Dean Martin did what he wanted -- drink, screw around, play golf, make a bundle. He took plenty from everyone and didn't give back much but a kind of low-level radiance. He was a gambler, yes, but even more a dealer. I control your destiny and I don't give a damn.
In its way, Martin's is an exemplary American story: how to succeed without really caring. And America loved the ease with which he held an audience, even if he held it in contempt. But is this an exemplary life? Is Dino worthy of Nick Tosches' big, reckless new book?

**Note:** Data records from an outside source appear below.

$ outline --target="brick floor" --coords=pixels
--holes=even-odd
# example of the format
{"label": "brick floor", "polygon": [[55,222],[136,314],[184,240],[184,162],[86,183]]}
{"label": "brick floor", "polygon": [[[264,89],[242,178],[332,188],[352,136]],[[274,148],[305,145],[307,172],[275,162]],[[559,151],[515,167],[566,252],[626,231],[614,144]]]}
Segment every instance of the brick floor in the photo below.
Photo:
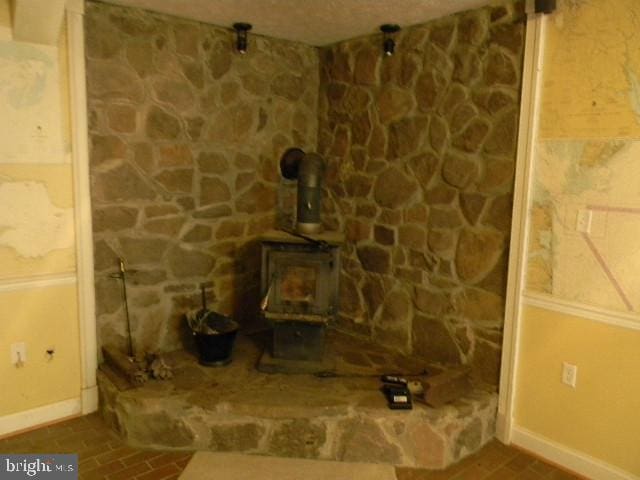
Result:
{"label": "brick floor", "polygon": [[396,468],[398,480],[577,480],[576,476],[516,448],[491,441],[445,471]]}
{"label": "brick floor", "polygon": [[[172,480],[192,452],[127,446],[98,414],[74,418],[0,440],[0,453],[77,453],[81,480]],[[396,468],[398,480],[575,480],[515,448],[493,441],[446,471]],[[229,479],[236,480],[236,479]]]}
{"label": "brick floor", "polygon": [[177,479],[193,452],[127,446],[98,414],[0,440],[1,453],[77,453],[81,480]]}

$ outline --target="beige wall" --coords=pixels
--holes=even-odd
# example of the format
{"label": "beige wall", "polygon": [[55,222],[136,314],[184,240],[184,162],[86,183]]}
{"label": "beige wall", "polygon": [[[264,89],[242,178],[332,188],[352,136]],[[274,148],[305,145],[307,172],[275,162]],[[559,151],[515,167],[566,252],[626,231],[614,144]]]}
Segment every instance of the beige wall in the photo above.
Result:
{"label": "beige wall", "polygon": [[[2,29],[6,30],[6,35]],[[2,421],[5,415],[79,398],[81,363],[74,279],[74,195],[66,36],[61,35],[57,48],[11,41],[7,0],[0,0],[0,30],[3,52],[9,57],[33,51],[37,52],[34,55],[38,58],[46,57],[57,67],[55,73],[47,69],[47,81],[53,82],[53,97],[43,96],[39,101],[52,102],[55,111],[60,112],[47,124],[50,129],[44,133],[50,138],[58,135],[61,145],[52,153],[48,148],[40,148],[40,143],[36,144],[34,140],[34,144],[25,145],[27,150],[33,150],[24,157],[8,157],[6,149],[0,150]],[[19,60],[15,59],[7,60],[3,65],[8,65],[7,69],[20,68]],[[0,95],[6,95],[6,92],[0,92]],[[47,103],[44,108],[49,105]],[[37,106],[27,109],[28,113],[22,116],[16,115],[13,108],[8,96],[0,98],[0,115],[19,118],[24,122],[20,126],[27,129],[45,125],[34,113],[38,111]],[[14,138],[10,133],[0,132],[3,145],[12,141]],[[36,152],[35,156],[33,152]],[[13,195],[13,192],[17,193]],[[15,212],[20,212],[18,220]],[[25,342],[27,347],[27,361],[21,368],[9,362],[11,345],[17,342]],[[53,358],[48,358],[46,353],[50,348],[55,349]]]}
{"label": "beige wall", "polygon": [[[3,312],[0,349],[27,343],[27,362],[15,368],[0,362],[0,378],[10,385],[0,395],[0,415],[29,410],[80,395],[78,312],[74,285],[0,294]],[[55,349],[49,360],[47,349]],[[8,358],[3,356],[4,359]]]}
{"label": "beige wall", "polygon": [[[640,322],[640,216],[596,212],[588,235],[576,231],[579,208],[640,206],[638,15],[635,0],[565,0],[545,19],[527,252],[527,290],[545,308],[524,308],[515,400],[516,428],[635,475],[640,331],[558,312]],[[562,362],[578,367],[575,389]]]}
{"label": "beige wall", "polygon": [[[640,331],[525,308],[516,423],[640,474]],[[578,366],[573,389],[562,362]]]}

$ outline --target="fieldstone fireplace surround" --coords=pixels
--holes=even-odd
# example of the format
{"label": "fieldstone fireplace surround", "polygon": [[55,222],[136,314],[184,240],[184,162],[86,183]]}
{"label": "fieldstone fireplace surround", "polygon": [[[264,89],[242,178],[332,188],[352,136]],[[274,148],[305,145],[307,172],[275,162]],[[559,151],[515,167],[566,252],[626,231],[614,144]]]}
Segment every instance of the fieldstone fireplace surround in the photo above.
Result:
{"label": "fieldstone fireplace surround", "polygon": [[203,282],[211,308],[246,325],[278,159],[316,148],[315,50],[252,36],[240,56],[224,29],[91,2],[86,38],[100,342],[125,345],[117,256],[138,350],[182,347]]}
{"label": "fieldstone fireplace surround", "polygon": [[[241,56],[229,30],[88,2],[101,344],[125,351],[118,257],[138,350],[183,348],[203,282],[211,308],[260,325],[260,238],[283,217],[292,184],[278,160],[295,146],[327,161],[325,228],[345,236],[332,327],[468,365],[495,390],[522,10],[505,1],[403,29],[389,58],[377,35],[324,48],[250,35]],[[480,440],[445,463],[491,436],[495,398],[471,405],[445,417],[481,411]],[[464,428],[443,444],[457,448]]]}
{"label": "fieldstone fireplace surround", "polygon": [[[320,52],[318,152],[343,229],[340,328],[496,385],[523,3]],[[515,10],[514,10],[515,9]]]}

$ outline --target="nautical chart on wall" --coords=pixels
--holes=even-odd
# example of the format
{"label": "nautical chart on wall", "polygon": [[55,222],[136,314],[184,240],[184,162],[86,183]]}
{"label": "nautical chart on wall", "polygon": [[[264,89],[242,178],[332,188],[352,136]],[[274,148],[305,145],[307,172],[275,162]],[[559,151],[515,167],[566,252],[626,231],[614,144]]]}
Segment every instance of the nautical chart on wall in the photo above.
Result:
{"label": "nautical chart on wall", "polygon": [[640,5],[564,0],[545,25],[540,138],[640,137]]}
{"label": "nautical chart on wall", "polygon": [[640,2],[560,6],[546,24],[527,288],[640,314]]}
{"label": "nautical chart on wall", "polygon": [[73,271],[58,49],[0,41],[0,279]]}
{"label": "nautical chart on wall", "polygon": [[640,312],[638,158],[637,141],[538,145],[530,289]]}
{"label": "nautical chart on wall", "polygon": [[55,47],[0,41],[0,163],[68,163]]}

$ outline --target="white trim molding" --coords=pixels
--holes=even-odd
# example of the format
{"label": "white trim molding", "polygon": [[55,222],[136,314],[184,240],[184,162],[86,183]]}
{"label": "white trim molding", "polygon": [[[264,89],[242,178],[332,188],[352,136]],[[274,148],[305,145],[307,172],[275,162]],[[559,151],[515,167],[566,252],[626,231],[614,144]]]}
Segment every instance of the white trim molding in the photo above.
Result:
{"label": "white trim molding", "polygon": [[630,472],[556,443],[518,425],[513,426],[511,440],[514,445],[524,450],[593,480],[640,480],[640,477]]}
{"label": "white trim molding", "polygon": [[[527,11],[531,10],[531,5]],[[527,14],[522,93],[520,96],[520,122],[514,179],[511,241],[507,269],[507,292],[504,312],[504,334],[500,369],[498,417],[496,436],[509,443],[516,392],[518,339],[521,296],[525,286],[527,265],[527,237],[529,204],[531,202],[532,165],[535,139],[538,131],[538,106],[542,84],[542,57],[544,52],[544,16]]]}
{"label": "white trim molding", "polygon": [[0,417],[0,437],[45,423],[80,415],[81,412],[82,401],[80,398],[72,398],[31,410],[4,415]]}
{"label": "white trim molding", "polygon": [[82,413],[97,409],[97,397],[85,396],[96,386],[98,351],[96,339],[95,291],[93,274],[93,233],[89,187],[89,129],[87,127],[87,85],[84,58],[83,2],[70,2],[67,10],[69,89],[71,98],[71,137],[73,186],[75,197],[76,258],[78,272],[78,312],[80,355],[82,359]]}
{"label": "white trim molding", "polygon": [[82,413],[87,414],[98,410],[98,386],[82,388]]}
{"label": "white trim molding", "polygon": [[523,294],[522,301],[525,305],[544,308],[552,312],[572,315],[614,327],[640,330],[640,316],[638,314],[608,310],[606,308],[596,307],[595,305],[586,305],[584,303],[573,302],[552,295],[530,291]]}
{"label": "white trim molding", "polygon": [[0,280],[0,293],[31,290],[34,288],[58,287],[60,285],[73,285],[77,282],[75,273],[62,273],[55,275],[39,275],[22,277],[20,279]]}

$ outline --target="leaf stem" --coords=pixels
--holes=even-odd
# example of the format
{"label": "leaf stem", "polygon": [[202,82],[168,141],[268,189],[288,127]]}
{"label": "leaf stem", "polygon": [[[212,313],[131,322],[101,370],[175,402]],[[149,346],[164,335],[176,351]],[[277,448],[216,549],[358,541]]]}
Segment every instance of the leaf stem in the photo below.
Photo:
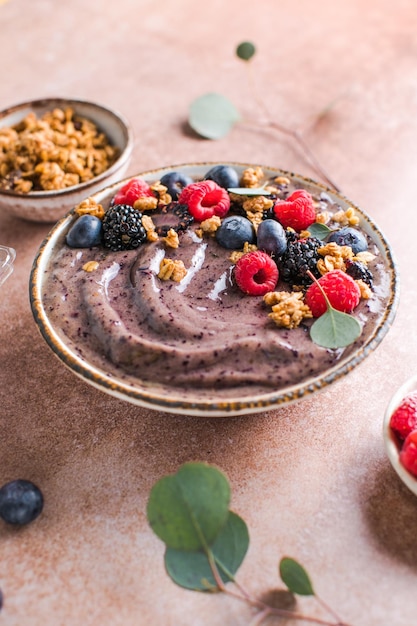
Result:
{"label": "leaf stem", "polygon": [[239,593],[236,593],[232,591],[231,589],[228,589],[220,576],[213,552],[209,549],[207,550],[206,554],[207,554],[207,559],[210,565],[210,569],[213,574],[213,578],[217,585],[218,590],[232,598],[241,600],[243,602],[247,602],[251,606],[257,609],[260,609],[261,613],[256,616],[255,624],[252,626],[259,625],[269,615],[276,615],[277,617],[298,619],[304,622],[310,622],[312,624],[319,624],[321,626],[348,626],[347,624],[343,624],[342,622],[340,622],[339,618],[331,610],[329,610],[329,608],[326,605],[324,605],[323,601],[321,600],[320,600],[320,603],[322,603],[322,605],[325,606],[325,608],[337,619],[336,623],[329,622],[328,620],[323,620],[319,617],[304,615],[303,613],[298,613],[296,611],[289,611],[287,609],[278,609],[272,606],[268,606],[267,604],[265,604],[265,602],[262,602],[262,600],[257,600],[256,598],[252,598],[252,596],[234,579],[232,580],[232,582],[238,589]]}
{"label": "leaf stem", "polygon": [[254,101],[257,103],[258,107],[261,109],[261,111],[263,112],[265,116],[265,125],[283,133],[284,135],[292,137],[292,139],[294,139],[294,141],[298,143],[299,147],[302,149],[304,153],[304,156],[307,158],[310,165],[315,169],[317,174],[324,181],[326,181],[326,183],[330,185],[330,187],[332,187],[335,191],[340,191],[340,188],[338,187],[338,185],[336,185],[336,183],[330,178],[329,174],[324,169],[323,165],[320,163],[317,156],[314,154],[313,150],[310,148],[302,131],[297,130],[297,129],[287,128],[283,124],[273,121],[273,116],[270,114],[270,111],[268,107],[266,106],[264,100],[258,97],[258,92],[256,89],[255,80],[254,80],[254,76],[252,72],[252,63],[250,61],[246,62],[246,66],[248,68],[249,87],[252,92]]}

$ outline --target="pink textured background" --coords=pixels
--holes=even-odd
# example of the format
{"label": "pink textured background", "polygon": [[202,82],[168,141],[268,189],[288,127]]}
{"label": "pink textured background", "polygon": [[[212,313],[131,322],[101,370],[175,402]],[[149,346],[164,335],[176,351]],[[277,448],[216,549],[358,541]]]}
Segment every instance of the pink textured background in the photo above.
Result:
{"label": "pink textured background", "polygon": [[317,398],[235,419],[172,416],[94,390],[56,359],[28,299],[49,226],[0,215],[0,243],[17,251],[0,299],[0,483],[28,478],[45,496],[34,524],[0,524],[2,624],[249,624],[246,605],[181,590],[164,573],[146,502],[189,460],[230,479],[251,536],[238,578],[254,594],[278,586],[277,563],[291,555],[349,624],[416,623],[417,498],[381,434],[390,396],[417,364],[416,32],[413,0],[0,3],[0,108],[46,96],[117,108],[135,133],[129,174],[232,160],[315,176],[277,133],[240,126],[212,142],[184,132],[190,102],[209,91],[259,117],[234,57],[254,41],[258,94],[278,122],[308,127],[337,100],[307,137],[387,235],[402,278],[381,346]]}

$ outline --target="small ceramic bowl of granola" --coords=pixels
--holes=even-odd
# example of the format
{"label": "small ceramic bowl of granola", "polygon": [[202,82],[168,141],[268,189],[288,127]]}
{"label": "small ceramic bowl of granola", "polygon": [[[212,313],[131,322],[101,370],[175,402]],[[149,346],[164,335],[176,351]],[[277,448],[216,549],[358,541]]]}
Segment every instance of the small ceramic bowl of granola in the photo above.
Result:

Biography usually quests for an existence that makes a difference. Dean's specialty was indifference. His TV show was flash encircling stupor: the Golddigger chorines did their cooch; the cue-card girl had the script written on her bare midriff. And in the middle, so laid-back as to be supine, was Dino -- on the cutting edge of lumpen-American mediocrity.
This is just what Tosches sees as crucial in Martin's life: that he was the signal showman of an America that was "fulfilling its destiny as the chrome-crowned glory of post- literate, polyvinyl civilization." Dino was what we wanted and deserved. Just about everybody liked Martin but, as Dino warned a TV producer, "nobody gets to know me." Even Martin's most expert appraiser, his long-suffering wife Jeannie, says he's an enigma. "He's either the most complex man imaginable or the simplest," she tells Tosches. "There's either nothing under there or too much."
Those close to him could sense it: He was there, but he was not really there; a part of them, but apart from them as well. The glint in his eye was disarming, so captivating and so chilling at once, like lantern-light gleaming on nighttime sea: the tiny soft twinkling so gaily inviting, belying for an instant, then illuminating, a vast unseen cold blackness beneath and beyond. The secret in its depth seemed to be the most horrible secret of all: that there was no secret, no mystery other than that which resides, not as a puzzle to be solved or a revelation to be discovered, but as blank immanence, in emptiness itself.
First of all, Dean Martin was Italian and, if you don't think that's a big deal, you must be Sicilian. I learned a couple of very interesting Italian things from "Dino." Like, right here - I can't believe I never heard of this before - "Lontananza", that's the Italian word for the distance a guy keeps from other guys cause other guys . . . Well, what fuckin' good are they? Who the hell needs em?
"The sum of Dino's instinct had to do with the old ways, those ways that were like a wall, ways that kept the world lontano , as the mafiosi would say: distant, safe, and wisely at bay."I learnt another good Italian word from this book - Menefreghismo, the quality of a Menefreghista - "one who simply did not give a fuck"!
Dean Martin was the ultimate Menefreghista. "One wondered, watching Dean," a critic wrote "whether he cared whether his show went over or not." Yeah, who gives a fuck about these silly ass songs and this crappy show in this slimeball nightclub? How else could a guy as cool as Dean be in the same act as a doof like Jerry Lewis? "Yeah, go right ahead and come into the club dressed up as a waiter and spill a tray full of drinks right in the middle of my goddam song - I could give a rat's ass what you do."
Still, no one filled or fulfilled Dean; as Jeannie Martin notes, "He was always content in a void." Eventually the drunk act ceased to be an act. His chilling apathy is the only bodyguard he needs.